They followed the officer's instructions, and within a short time found the "Golden Rule Hotel". They entered its office, a spacious well-kept room, but the next moment they were almost frightened out of their shoes by the loathsome sight which met their eyes, as they found themselves in the midst of a lot of cursing, semi-sober harvesters; crippled, alcohol-marked vagrants; blind mendicants; drunkards and blackguards, in fact a choice collection of the most degraded specimens of humanity.

James nudged Joe and whispered: "Brother Joe, this is no place for fellows like we are. No place for lads who have come to seek employment. Let's get out of here as quickly as we can and hunt a different lodging house." Joe, who acted as the treasurer, having in mind the sum that they could save by stopping at a reasonably-priced lodging place, calmed his brother's fears by replying: "Wait and see what sort of a place this is. The company may not exactly suit us, but has not the policeman told us that this is the best hotel in Minneapolis for us, and look, Jim, doesn't this office look rather inviting?" While they yet argued the point, the manager of the hotel, an oily-faced fellow, accosted them: "Strangers in Minneapolis, eh?" he queried, with utmost kindness, while at the same time his shifty eyes scanned the country-style suits they wore. "I welcome you to our hustling city, and invite you to make your headquarters at the "Golden Rule Hotel" during your stay." Noting that the lads were yet undecided what to do and correctly surmising that they had received an old-fashioned, Christian home training, he suavely added: "Our charges are most reasonable, only fifteen cents per night, and every Sunday morning we hold here in the office a most beautiful song and prayer service, and I am sure you lads will be glad to join us in singing grand hymns."

This last statement settled the whole matter, for the twins felt that a place in which prayer meetings were held and holy hymns chanted could never be an unfit place for the likes of them, and instead of landing in a "hobo-joint" as they had first feared, they concluded that they had actually struck a home. Perceiving the splendid impression his appeal had made upon the newcomers, the manager almost pushed the lads before the counter and made them write their names upon the soiled and tattered register. Then he explained to them that the charge was fifteen cents for one night's lodging, but if they wished to settle in advance by the week only seventy-five cents would be the rate. Seeing that he could save sixty cents, Joe paid for each a week's lodging. They left their bundles in the manager's care, and then inquired for a reasonable priced restaurant, to which they went and satisfied their appetites.

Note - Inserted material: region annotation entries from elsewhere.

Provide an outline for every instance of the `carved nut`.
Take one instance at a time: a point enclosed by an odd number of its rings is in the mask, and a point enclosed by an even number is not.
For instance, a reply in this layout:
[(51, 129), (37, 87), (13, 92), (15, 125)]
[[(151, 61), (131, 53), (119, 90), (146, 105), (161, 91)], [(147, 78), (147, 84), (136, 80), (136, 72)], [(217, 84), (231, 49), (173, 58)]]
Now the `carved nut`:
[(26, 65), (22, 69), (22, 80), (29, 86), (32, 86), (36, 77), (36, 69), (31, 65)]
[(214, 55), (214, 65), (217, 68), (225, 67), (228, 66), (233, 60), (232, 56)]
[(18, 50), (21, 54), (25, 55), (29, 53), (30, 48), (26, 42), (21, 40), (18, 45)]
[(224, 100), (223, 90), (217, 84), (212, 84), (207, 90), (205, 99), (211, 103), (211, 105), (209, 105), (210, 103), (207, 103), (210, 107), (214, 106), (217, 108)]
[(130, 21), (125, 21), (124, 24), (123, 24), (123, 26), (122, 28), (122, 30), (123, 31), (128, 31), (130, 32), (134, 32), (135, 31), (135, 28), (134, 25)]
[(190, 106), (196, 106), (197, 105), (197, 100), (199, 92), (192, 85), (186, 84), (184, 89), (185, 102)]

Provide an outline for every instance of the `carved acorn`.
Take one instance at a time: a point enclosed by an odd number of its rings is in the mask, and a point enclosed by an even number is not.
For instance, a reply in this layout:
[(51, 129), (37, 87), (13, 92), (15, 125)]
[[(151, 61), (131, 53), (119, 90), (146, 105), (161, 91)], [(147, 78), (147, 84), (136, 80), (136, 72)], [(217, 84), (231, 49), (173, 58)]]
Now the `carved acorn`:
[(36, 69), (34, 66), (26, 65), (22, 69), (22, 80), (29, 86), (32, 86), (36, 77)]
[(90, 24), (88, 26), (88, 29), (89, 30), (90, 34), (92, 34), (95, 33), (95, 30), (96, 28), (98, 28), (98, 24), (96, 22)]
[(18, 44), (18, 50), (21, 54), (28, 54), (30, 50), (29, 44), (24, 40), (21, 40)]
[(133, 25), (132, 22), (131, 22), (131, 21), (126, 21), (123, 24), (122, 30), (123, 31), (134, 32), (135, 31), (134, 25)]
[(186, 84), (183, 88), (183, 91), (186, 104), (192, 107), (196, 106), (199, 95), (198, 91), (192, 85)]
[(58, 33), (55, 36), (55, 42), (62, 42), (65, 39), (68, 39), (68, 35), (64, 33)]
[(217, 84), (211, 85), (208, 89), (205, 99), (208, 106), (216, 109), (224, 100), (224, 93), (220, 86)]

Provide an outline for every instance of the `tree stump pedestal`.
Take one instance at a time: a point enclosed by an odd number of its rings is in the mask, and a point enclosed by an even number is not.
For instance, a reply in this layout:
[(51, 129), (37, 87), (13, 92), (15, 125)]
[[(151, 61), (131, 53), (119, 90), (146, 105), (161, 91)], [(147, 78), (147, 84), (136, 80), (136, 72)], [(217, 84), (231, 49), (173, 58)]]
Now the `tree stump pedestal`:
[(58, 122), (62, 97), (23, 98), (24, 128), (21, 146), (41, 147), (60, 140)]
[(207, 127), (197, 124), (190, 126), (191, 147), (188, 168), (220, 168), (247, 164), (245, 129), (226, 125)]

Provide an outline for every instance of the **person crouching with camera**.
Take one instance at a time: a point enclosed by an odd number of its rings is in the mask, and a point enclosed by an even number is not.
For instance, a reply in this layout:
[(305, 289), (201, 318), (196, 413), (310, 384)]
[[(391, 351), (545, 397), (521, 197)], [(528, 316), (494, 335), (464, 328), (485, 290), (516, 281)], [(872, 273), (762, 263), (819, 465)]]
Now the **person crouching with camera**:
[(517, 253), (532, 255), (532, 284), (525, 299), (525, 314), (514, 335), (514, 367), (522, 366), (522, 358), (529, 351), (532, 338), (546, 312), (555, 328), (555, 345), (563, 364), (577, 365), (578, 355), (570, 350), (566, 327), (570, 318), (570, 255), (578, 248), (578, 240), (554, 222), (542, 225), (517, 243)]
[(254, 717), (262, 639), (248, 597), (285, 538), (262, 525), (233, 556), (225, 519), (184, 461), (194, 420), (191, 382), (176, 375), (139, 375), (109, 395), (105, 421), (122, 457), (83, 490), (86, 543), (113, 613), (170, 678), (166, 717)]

It was nearly midnight when they found their way back to the "Golden Rule Hotel", whose manager was waiting their return, and who explained to them that as every "room" was taken he was anxious to show them to their "beds", so he could lock the hotel and retire for the night. He lighted the stub of a candle, and telling the boys to follow him, he led them up a creaky stairway. Higher and higher he mounted, and when the twins thought he must have almost reached the roof, he opened a small door, and picking his way by the flickering light of the candle between wooden partitions, he at last stopped in front of two unoccupied bunks, one above the other, and after telling his surprised guests that these were the "beds" for which they had paid, and after cautioning them to blow out the candle as soon as possible, he bade them good-night and vanished into the darkness, and a moment later the slamming of a door below them told the lads that they were virtually prisoners, as the hotel had been locked for the night.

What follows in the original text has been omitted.